Half metallicity and magnetic stability of sp-electron superlattices in rock-salt structure: A first-principles study

•The magnetic behavior of rock-salt sulfide superlattices in the (001) direction is investigated.•All these superlattices maintain the half metallicity.•The p–p hybridization is shown to be essential for the formation of spin polarization.•S atoms in different layers of the superlattices show distinct polarized directions.•Discussion of volume-conserving deformations further demonstrates the magnetic stability.

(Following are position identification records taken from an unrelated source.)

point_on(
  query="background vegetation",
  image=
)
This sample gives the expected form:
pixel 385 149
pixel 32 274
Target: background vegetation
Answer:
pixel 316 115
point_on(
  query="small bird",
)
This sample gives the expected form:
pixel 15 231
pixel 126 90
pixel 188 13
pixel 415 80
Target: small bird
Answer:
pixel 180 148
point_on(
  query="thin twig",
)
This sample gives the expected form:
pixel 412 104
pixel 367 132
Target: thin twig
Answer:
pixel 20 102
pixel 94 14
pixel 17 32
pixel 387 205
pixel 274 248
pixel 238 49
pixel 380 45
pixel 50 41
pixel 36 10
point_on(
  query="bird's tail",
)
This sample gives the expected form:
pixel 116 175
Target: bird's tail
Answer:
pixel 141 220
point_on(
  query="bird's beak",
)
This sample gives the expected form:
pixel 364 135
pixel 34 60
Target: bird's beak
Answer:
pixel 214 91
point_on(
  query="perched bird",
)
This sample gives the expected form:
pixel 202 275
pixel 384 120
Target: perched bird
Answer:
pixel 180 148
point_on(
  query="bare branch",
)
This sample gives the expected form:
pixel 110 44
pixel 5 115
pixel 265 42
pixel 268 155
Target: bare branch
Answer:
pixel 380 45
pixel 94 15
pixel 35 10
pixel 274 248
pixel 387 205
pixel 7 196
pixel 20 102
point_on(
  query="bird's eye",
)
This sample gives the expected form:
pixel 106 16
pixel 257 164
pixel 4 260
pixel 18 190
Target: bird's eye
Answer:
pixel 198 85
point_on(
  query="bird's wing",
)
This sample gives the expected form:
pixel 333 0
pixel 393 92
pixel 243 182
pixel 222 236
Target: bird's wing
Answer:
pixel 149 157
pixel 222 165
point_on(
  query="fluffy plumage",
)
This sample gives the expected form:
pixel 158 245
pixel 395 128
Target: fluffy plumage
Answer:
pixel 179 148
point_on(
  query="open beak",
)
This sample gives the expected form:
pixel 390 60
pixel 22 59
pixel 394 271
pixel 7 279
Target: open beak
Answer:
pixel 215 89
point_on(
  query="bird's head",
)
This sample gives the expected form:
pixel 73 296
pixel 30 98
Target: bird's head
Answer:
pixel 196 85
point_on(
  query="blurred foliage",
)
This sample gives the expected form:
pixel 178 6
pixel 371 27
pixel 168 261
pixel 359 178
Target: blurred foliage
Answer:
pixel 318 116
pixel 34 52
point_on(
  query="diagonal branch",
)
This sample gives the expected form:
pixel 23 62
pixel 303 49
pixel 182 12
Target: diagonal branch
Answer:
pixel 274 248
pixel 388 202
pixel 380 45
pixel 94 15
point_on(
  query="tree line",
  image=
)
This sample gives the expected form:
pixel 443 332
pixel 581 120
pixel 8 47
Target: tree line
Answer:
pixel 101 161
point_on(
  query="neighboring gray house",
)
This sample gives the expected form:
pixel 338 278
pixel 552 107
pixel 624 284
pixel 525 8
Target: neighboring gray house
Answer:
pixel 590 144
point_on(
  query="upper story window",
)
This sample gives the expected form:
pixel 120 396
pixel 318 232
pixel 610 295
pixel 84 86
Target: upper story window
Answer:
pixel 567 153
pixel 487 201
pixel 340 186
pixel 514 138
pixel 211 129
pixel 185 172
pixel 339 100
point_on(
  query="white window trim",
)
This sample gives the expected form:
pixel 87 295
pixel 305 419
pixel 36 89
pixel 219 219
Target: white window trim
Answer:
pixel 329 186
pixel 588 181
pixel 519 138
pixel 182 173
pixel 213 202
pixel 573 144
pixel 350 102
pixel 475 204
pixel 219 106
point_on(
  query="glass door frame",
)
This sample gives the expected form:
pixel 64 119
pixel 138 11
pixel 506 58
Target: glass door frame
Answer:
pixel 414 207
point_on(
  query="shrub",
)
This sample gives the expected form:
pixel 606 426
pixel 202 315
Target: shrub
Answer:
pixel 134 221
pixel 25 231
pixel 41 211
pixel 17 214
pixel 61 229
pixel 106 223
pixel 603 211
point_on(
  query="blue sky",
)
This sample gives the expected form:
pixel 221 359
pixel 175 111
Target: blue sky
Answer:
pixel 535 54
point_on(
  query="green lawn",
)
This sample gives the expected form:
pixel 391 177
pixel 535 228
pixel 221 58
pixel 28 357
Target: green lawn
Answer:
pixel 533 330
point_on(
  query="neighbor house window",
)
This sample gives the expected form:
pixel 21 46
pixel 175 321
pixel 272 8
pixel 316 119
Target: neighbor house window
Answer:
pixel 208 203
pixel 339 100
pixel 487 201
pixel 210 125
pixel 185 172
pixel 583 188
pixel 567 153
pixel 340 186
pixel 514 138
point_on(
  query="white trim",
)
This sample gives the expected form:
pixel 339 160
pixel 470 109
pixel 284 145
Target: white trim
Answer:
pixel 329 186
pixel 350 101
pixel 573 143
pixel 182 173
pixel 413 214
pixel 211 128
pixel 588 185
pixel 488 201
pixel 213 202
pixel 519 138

Density functional calculations were performed to study the structural, electronic, and magnetic properties of sp-electron half-metallic superlattices (KS)1/(CaS)1, (RbS)1/(SrS)1, and (CsS)1/(BaS)1 (001) in rock-salt structure. All the superlattices are found to be spin polarized, and the calculated band structure suggests a 100% polarization of the conduction carriers. The p–p hybridization is shown to be essential for the formations of localized orbitals and spin-splitting. The half-metallic electronic structure will be destroyed upon an excessive lattice compression, accompanying with a metallic transition. Moreover, the analysis of the orbital-decomposed partial density of states and spin density reveal that S atoms in different layers of the superlattice show distinct polarization directions. Discussion of volume-conserving deformations further demonstrates the stability of half metallicity in sp-electron superlattices.